Rails Inc’s Answer to Biden and Buttigieg about High Speed Rail

On September 11, I (JW) got one of those Democratic Party cookie-cutter poll / survey / mooch messages, from an outfit called “Moms Fed Up”, with the question, “Do you support Pete Buttigieg’s plan to bring high-speed Rail to the US?”.

Nobody we know of (except ourselves) has tried very hard to define “High Speed Rail”. To reduce your confusion, click here

Here’s our answer to “Moms Fed Up”, and to the President and the Transportation Secretary:

If Mr. Biden and Mr. Buttigieg are so all-fired-up sbout better passenger Rail, how do they square this with their refusal to drop the hammer on Amtrak for sabotaging its own mandate from Congress to operate a safe and sufficient national passenger Rail system?
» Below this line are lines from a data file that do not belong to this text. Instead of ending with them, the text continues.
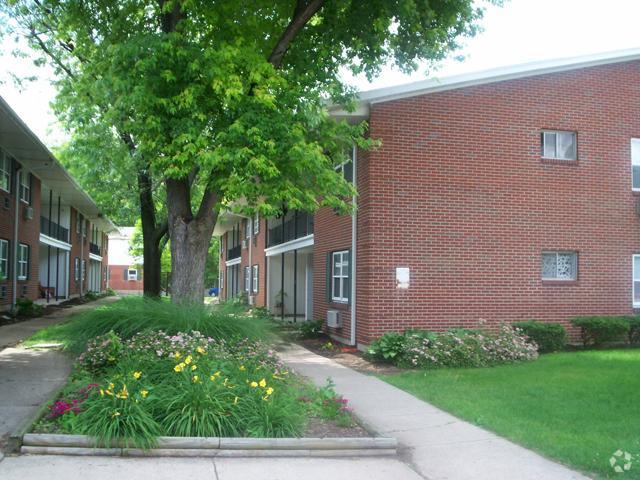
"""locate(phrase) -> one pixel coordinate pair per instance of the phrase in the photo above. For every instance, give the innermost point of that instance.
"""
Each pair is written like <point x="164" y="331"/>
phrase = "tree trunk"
<point x="152" y="234"/>
<point x="190" y="237"/>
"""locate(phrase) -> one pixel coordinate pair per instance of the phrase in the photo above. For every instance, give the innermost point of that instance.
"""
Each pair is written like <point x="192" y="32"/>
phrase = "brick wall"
<point x="459" y="194"/>
<point x="28" y="233"/>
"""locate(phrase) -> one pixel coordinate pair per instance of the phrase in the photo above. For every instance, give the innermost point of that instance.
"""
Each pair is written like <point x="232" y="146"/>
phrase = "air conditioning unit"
<point x="333" y="319"/>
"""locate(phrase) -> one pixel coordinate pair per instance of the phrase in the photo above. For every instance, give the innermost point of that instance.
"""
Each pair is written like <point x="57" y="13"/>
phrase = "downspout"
<point x="16" y="219"/>
<point x="354" y="237"/>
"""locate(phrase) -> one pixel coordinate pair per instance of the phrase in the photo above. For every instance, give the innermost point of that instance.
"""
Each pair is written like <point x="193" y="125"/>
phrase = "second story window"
<point x="5" y="171"/>
<point x="635" y="164"/>
<point x="559" y="265"/>
<point x="559" y="145"/>
<point x="24" y="179"/>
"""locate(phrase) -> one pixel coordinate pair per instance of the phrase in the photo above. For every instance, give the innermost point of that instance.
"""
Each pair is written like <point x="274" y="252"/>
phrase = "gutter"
<point x="16" y="220"/>
<point x="354" y="237"/>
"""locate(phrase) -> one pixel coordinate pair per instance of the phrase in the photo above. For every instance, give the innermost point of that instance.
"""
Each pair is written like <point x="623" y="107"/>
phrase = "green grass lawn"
<point x="577" y="408"/>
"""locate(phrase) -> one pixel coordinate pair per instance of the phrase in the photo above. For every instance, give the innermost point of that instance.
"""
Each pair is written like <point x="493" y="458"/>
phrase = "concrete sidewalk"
<point x="10" y="335"/>
<point x="436" y="444"/>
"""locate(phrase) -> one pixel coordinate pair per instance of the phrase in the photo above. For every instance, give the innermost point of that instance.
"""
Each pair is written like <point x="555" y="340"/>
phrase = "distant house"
<point x="494" y="197"/>
<point x="53" y="237"/>
<point x="125" y="271"/>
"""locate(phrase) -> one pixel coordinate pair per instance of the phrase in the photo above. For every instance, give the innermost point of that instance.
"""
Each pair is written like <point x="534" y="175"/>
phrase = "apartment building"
<point x="495" y="197"/>
<point x="53" y="238"/>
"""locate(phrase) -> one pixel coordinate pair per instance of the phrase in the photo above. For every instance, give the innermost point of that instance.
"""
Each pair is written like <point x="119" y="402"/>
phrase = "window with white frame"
<point x="24" y="179"/>
<point x="559" y="265"/>
<point x="559" y="145"/>
<point x="5" y="171"/>
<point x="340" y="276"/>
<point x="4" y="259"/>
<point x="636" y="281"/>
<point x="255" y="279"/>
<point x="635" y="163"/>
<point x="23" y="261"/>
<point x="247" y="278"/>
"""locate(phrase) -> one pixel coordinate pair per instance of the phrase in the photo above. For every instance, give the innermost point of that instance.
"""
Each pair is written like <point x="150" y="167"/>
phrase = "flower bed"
<point x="131" y="391"/>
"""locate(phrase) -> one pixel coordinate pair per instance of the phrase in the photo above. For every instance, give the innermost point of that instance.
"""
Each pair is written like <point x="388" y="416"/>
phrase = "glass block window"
<point x="635" y="163"/>
<point x="559" y="265"/>
<point x="559" y="145"/>
<point x="636" y="281"/>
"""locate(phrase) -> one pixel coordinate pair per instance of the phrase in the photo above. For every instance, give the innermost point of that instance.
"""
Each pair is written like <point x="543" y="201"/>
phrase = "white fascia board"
<point x="295" y="244"/>
<point x="512" y="72"/>
<point x="54" y="242"/>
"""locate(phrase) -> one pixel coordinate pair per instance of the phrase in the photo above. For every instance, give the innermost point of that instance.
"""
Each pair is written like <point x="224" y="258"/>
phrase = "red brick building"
<point x="53" y="243"/>
<point x="495" y="197"/>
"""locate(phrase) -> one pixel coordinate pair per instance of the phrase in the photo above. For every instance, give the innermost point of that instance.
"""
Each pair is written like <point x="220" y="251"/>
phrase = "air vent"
<point x="333" y="319"/>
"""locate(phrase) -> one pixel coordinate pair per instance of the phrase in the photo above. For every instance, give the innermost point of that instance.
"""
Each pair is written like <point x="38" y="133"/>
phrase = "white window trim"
<point x="575" y="136"/>
<point x="560" y="252"/>
<point x="5" y="170"/>
<point x="247" y="278"/>
<point x="339" y="298"/>
<point x="23" y="263"/>
<point x="4" y="260"/>
<point x="633" y="281"/>
<point x="634" y="164"/>
<point x="254" y="279"/>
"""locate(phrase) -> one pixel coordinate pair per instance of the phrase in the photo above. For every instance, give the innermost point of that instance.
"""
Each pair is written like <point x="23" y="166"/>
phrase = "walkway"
<point x="28" y="376"/>
<point x="436" y="444"/>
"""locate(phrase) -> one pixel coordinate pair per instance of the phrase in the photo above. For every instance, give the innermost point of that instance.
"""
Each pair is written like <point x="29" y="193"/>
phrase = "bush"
<point x="596" y="331"/>
<point x="634" y="330"/>
<point x="454" y="348"/>
<point x="550" y="337"/>
<point x="27" y="308"/>
<point x="311" y="329"/>
<point x="389" y="347"/>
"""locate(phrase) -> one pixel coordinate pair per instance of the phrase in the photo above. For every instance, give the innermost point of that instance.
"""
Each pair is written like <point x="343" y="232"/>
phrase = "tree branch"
<point x="301" y="16"/>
To me personally, this looks like Contempt of Congress. Isn’t that a major infraction of some kind, or am I just some naive volunteer?

Through indifferent management, tricky accounting, and (I repeat) apparent sabotage of its own mission, the present management of Amtrak would have us believe that the NE Corridor pays for itself and that the long-distance routes West of the Mississippi are revenue losers. This is garbage. One might think these “leaders” are honestly mistaken, but since they’re just as smart as the rest of us, I for one can only conclude they’re lying.

Mr. B and Mr. B should be finding out why they’re lying and why regular-speed passenger Rail in our country is getting worse and worse in all the important definitions of such a service.

High Speed Rail, with its expensive right-of-way and limited station stops, is viable only as a key part of a multi-speed pervasive national passenger Rail network; in other words, a modernized version of what we had up to 60-70 years ago. Gotta learn to walk (again) before we can run.

OH YEAH: Our major tracks should be owned by the public, just like our Interstates, our highways, streets, major airports, and waterways. This would enable some much- needed restraints on the excesses (and deficiencies) of Big Freight, allow room for public and private rail services to compete and coexist on the tracks, and give Amtrak (what there is of it) a run for its money. Make that our money.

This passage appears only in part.